If we are fearful and angry about that fearful angry world we see coming to be out there, we contribute to creating that world.

If we hate the violence and evil we see forming around us in the world, we become part of that hateful, violent world.

Rather, we must live in love with peaceful hearts, helping that more peaceful, loving world come to be.

—This came to me as a voice speaking in that mysterious space between dreaming and waking. I am honoring its resonance in my heart.

After Buddhism…

Yes, I have been waiting on this book for all my life.

Although I’m not yet halfway thru it, I’m loving Stephen Batchelor’s new book. I’m reading it slowly, as it’s pretty heady stuff, but Therese talked about the central idea of it during our retreat at Southern Dharma in April, so I had the basic sense of it already.

I will wait until I’m done reading before I try to really address it here, but the thing about it that has so captivated me is that it allows me to understand first why I was so sure, all those years ago, that Buddhism was for me, and second, why it has been hard to relate to the institutional versions of it with which I have been involved.

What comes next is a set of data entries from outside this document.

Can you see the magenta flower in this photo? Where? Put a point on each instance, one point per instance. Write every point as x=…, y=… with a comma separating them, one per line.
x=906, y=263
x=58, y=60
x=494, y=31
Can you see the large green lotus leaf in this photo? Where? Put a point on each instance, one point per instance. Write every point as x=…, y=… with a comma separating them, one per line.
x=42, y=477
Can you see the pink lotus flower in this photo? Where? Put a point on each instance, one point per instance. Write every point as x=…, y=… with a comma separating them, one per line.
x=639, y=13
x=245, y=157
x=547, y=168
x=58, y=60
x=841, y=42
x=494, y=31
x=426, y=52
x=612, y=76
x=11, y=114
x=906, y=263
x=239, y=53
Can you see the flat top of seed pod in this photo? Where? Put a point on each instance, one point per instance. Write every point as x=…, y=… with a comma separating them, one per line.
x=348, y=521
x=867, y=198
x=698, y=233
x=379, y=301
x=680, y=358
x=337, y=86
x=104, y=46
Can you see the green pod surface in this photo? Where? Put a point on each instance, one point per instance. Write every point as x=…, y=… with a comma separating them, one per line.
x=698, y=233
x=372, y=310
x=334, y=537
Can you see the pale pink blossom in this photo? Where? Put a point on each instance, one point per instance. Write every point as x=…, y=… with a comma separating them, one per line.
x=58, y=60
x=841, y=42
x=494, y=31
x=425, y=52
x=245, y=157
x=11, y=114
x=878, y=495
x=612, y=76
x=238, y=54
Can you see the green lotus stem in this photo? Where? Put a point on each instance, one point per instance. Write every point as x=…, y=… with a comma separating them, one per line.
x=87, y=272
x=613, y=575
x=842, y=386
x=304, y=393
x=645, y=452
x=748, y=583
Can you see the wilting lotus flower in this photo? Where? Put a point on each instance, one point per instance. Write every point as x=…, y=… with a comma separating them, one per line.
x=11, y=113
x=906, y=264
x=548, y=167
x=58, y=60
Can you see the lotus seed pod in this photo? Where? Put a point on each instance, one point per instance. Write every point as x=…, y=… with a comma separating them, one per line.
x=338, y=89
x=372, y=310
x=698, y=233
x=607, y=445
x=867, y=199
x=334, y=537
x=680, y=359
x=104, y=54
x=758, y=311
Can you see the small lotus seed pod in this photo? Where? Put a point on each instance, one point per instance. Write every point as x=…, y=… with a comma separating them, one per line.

Basically Stephen says is that in the first 300 years or so after the Buddha died, many modifications were made to the teachings, changing them from the very practical, relative message evident in the early texts to a more ontological, absolutist kind of religion. And… that what the Buddha was saying is that awakening is not some metaphysical event that ends all desire and thus frees one from suffering, but a process of coming to an understanding of how to end – at least moderate – one’s natural reactivity so that one lives one’s life with a perspective that makes the existential condition of life tolerable and allows one to cultivate an integrated, authentic life.

Yes, that’s the Buddha I have always been looking for!